Win Web Crawler - Proven uses of Win Web Crawler

Home | Quick Start | How To | Download | Support | Purchase | Other Tools | Links


  I want to extract url of travel related companies.

I want to extract url of travel related companies of Australia.

I want to extract all pages from a website http://www.mydomain.com

I want to collect all photographers web site url, data from yahoo dir Photographers to build a photographer directory.

I have a list of urls in a file and I want to extract data from those urls.

I want to compile a list of offshore, banking, tax, accounting related websites that do link exchange with other sites.

I want to build a domain list of health/medicine related websites.

I have url list in a SQL database. I want to extract url, title, description, keyword, plain page text of html <BODY> to </BODY> and merge them into database. 


(1) I want to extract url, meta tag of travel related companies.

Go to New Session Dialog

Select "Source = Search Engines"

Enter travel in Keyword Box

Select "Save Data" folder , i.e. where program will save the data

Select Save Format - CSV or line by line 

Click OK button


(2) I want to extract url, meta tag data of travel related companies of Australia.

Repeat (1) but select "Engine = Australia" from Engine Listing Dialog. You can lunch this dialog by clicking "Engines" button of New Session - General Tab.

By default US/International Engines are selected.


(3) I want to extract all url, meta tag data from a web site.

Go to New Session Dialog

Select "Source = WebSite"

Enter website URL in Starting Address box: like http://www.mydomain.com

Select depth = 0 (to spider entire website , see more about depth here)

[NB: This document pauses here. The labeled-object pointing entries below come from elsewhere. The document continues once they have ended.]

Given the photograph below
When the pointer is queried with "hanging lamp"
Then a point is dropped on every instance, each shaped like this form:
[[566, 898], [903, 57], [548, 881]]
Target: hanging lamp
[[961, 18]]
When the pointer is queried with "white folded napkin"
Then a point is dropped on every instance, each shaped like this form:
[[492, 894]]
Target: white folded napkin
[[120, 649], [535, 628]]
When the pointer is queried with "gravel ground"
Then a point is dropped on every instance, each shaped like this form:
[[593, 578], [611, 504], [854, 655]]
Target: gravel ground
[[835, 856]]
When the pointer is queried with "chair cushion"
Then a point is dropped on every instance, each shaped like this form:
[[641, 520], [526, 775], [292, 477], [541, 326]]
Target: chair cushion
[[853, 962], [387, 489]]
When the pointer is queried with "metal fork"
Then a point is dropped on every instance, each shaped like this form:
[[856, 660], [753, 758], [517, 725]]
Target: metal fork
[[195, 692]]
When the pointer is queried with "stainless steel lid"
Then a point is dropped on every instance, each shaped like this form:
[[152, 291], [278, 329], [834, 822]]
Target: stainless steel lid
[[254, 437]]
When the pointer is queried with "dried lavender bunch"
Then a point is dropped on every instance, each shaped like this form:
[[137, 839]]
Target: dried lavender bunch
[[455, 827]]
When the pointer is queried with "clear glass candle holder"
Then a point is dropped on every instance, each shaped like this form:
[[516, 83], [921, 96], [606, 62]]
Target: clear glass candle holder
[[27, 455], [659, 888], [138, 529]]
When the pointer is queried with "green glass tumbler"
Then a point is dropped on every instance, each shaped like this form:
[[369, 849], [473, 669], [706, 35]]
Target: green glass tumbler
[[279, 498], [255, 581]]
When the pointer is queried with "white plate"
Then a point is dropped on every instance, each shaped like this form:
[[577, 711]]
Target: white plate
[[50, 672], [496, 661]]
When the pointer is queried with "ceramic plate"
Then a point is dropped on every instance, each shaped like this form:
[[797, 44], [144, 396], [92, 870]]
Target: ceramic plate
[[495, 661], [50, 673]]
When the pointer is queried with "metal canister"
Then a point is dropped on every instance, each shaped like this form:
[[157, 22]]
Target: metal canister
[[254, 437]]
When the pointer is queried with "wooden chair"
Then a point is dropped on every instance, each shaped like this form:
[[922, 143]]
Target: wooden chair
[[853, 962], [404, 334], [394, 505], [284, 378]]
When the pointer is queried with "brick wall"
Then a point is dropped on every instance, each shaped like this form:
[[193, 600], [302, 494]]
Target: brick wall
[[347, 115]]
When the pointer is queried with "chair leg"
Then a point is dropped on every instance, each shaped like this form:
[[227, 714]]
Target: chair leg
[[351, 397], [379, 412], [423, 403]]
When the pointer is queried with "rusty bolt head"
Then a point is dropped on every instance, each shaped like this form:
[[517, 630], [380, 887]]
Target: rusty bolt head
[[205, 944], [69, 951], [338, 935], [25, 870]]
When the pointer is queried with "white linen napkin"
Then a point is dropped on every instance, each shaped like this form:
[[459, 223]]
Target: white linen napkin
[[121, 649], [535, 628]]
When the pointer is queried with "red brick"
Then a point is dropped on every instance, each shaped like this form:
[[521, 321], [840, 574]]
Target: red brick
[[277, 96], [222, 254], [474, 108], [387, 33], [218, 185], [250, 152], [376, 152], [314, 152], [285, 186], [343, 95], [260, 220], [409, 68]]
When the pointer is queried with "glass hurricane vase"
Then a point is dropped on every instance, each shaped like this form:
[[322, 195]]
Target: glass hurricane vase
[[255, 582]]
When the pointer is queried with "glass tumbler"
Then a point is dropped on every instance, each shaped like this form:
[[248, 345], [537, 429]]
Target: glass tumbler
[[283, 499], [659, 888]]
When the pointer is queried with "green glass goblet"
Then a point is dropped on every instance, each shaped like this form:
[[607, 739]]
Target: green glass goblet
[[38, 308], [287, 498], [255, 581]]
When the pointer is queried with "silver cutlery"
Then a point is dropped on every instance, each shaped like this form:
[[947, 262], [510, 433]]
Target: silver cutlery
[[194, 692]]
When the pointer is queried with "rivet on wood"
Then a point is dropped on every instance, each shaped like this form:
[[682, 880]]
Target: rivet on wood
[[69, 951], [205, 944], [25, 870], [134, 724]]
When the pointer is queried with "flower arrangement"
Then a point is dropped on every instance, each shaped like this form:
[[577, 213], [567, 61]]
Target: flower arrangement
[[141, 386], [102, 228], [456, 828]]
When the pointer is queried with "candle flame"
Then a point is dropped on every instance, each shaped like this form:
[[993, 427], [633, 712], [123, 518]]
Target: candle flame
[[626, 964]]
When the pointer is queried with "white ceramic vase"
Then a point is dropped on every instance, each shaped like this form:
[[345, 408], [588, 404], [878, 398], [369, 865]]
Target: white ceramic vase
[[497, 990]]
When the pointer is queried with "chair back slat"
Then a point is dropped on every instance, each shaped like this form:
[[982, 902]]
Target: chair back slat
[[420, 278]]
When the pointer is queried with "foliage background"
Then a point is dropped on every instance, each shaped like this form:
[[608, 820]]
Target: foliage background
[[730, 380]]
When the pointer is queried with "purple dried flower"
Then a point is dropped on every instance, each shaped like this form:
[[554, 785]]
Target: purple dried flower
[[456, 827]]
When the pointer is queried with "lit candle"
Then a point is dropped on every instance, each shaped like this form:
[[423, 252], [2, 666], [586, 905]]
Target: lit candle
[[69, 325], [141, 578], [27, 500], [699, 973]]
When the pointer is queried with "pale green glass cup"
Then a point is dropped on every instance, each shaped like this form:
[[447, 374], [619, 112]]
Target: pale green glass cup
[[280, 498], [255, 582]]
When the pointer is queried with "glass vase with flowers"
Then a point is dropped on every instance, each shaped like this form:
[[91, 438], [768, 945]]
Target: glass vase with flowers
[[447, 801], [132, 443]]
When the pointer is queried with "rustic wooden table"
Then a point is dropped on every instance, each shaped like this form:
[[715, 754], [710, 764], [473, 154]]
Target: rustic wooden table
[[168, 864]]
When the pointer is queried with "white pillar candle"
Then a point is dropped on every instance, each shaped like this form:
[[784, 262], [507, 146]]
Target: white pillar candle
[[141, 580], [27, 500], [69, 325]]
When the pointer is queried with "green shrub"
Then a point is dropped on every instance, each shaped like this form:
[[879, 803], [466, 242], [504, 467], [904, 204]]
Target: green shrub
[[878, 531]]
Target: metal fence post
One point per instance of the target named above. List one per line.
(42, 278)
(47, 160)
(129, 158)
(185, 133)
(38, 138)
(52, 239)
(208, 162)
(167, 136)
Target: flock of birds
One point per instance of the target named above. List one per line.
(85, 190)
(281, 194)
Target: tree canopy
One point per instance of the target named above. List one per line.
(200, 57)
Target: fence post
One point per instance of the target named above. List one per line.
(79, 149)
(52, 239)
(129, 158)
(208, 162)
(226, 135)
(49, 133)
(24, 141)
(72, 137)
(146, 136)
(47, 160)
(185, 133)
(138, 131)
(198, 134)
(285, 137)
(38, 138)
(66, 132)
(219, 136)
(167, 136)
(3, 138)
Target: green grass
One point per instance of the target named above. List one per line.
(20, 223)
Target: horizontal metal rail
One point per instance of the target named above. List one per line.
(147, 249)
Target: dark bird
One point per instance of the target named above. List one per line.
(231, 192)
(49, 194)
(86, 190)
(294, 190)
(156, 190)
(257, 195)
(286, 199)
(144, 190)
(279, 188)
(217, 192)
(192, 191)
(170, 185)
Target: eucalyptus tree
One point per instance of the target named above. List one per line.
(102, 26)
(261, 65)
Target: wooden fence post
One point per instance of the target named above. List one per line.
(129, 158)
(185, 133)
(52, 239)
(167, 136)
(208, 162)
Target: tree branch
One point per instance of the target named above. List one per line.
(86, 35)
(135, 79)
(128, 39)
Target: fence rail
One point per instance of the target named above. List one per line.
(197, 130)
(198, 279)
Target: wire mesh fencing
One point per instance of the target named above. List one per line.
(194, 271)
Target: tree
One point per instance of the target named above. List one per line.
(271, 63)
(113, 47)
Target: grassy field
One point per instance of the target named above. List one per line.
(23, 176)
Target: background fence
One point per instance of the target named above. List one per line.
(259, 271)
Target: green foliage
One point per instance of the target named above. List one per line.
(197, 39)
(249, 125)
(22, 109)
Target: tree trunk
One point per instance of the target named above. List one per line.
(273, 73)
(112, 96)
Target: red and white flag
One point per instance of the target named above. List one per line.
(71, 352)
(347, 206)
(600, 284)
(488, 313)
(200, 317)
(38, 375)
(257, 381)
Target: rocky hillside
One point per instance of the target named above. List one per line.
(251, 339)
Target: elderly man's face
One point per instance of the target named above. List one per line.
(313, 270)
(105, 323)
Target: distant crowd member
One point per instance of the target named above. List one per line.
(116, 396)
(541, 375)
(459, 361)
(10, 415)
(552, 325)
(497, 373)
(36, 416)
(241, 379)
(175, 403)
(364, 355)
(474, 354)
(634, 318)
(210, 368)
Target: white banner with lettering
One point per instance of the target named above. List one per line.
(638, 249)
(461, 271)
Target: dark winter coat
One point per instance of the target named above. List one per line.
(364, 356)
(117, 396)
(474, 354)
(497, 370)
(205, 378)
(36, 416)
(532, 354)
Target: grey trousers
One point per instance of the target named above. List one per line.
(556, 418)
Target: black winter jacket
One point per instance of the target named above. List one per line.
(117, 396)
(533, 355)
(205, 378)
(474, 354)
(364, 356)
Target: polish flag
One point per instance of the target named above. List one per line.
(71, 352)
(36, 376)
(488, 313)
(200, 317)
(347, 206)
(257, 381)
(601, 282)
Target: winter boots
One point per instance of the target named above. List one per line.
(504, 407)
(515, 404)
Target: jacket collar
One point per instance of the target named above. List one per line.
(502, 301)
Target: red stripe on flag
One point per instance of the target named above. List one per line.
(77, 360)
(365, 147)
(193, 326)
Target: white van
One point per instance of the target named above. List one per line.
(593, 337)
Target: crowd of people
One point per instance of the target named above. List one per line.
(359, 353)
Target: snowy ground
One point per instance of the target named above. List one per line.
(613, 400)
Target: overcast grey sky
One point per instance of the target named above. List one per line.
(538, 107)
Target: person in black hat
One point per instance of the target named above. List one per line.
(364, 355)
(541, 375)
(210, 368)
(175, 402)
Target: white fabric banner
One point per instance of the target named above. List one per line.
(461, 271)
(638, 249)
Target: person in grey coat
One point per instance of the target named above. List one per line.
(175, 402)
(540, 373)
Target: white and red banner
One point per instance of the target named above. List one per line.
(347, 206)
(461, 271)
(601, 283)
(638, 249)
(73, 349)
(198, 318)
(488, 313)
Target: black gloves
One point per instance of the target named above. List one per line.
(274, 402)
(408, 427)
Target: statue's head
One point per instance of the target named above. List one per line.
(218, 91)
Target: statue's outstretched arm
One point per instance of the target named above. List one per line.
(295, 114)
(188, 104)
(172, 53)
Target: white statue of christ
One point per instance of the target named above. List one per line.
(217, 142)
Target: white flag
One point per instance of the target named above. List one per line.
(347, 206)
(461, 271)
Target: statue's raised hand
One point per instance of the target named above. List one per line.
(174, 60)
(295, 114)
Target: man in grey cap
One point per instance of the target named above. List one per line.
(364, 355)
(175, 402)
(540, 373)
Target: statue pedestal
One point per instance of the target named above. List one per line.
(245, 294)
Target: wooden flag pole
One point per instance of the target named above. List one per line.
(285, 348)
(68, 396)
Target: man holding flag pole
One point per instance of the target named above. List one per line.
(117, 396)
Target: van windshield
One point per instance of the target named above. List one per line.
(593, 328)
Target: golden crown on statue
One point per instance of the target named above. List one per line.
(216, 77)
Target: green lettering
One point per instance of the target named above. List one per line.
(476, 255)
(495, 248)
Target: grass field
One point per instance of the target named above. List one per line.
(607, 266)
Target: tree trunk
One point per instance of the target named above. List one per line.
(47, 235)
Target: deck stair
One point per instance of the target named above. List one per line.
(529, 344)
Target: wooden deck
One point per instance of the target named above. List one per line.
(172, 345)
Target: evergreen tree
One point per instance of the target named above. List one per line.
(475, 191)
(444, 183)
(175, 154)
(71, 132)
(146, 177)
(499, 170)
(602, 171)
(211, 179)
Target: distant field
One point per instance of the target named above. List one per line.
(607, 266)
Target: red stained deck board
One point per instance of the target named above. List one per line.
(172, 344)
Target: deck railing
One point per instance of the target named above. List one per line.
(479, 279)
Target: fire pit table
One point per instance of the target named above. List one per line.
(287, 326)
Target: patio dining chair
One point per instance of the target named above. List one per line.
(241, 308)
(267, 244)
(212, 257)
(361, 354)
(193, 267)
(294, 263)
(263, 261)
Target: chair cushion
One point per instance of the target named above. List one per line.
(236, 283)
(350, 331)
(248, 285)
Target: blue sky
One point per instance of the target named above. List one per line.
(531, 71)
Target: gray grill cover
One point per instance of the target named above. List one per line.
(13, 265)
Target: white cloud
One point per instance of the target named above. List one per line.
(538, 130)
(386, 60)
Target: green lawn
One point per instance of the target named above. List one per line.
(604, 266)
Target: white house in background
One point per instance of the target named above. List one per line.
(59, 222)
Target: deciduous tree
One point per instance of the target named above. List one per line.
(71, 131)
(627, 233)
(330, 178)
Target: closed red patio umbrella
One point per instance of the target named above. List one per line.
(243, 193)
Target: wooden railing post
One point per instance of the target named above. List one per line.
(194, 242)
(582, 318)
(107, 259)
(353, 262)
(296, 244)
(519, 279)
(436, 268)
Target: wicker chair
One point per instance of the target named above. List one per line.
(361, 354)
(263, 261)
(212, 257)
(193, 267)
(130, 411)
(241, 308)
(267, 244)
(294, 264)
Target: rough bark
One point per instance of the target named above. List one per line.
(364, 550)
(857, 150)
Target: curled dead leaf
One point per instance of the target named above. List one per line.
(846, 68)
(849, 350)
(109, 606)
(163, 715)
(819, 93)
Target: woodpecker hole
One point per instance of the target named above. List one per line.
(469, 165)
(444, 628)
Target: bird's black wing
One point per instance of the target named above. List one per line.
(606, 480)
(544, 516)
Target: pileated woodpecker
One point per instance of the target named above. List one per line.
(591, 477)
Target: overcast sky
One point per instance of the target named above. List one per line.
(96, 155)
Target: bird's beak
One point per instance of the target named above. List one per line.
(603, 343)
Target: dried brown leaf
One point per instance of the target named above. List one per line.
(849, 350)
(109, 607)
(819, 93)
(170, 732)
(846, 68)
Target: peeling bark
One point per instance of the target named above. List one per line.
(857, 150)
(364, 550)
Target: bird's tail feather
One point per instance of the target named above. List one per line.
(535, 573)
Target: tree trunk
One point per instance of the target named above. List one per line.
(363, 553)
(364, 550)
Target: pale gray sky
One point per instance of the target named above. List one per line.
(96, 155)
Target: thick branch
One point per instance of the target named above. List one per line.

Select "Save Data" folder , i.e. where program will save the data

Select Save Format - CSV or line by line 

Click OK button


(4) I want to collect all photographers web site url, data from yahoo dir Photographers to build a photographer directory.

Go to New Session Dialog

Select "Source = WebSite"

Enter website URL in Starting Address box: like http://dir.yahoo.com/Arts/Visual_Arts/Photography/Photographers/

Select depth = 0 ; Check "Stay within Full URL"
These 2 combination tells program to process entire photographers dir but not other part of yahoo dir.

Select "Save Data" folder , i.e. where program will save the data

Select Save Format - CSV or line by line 

Now go to External Site tab - select "Follow External URLs" - Select "Process 1 Page Only"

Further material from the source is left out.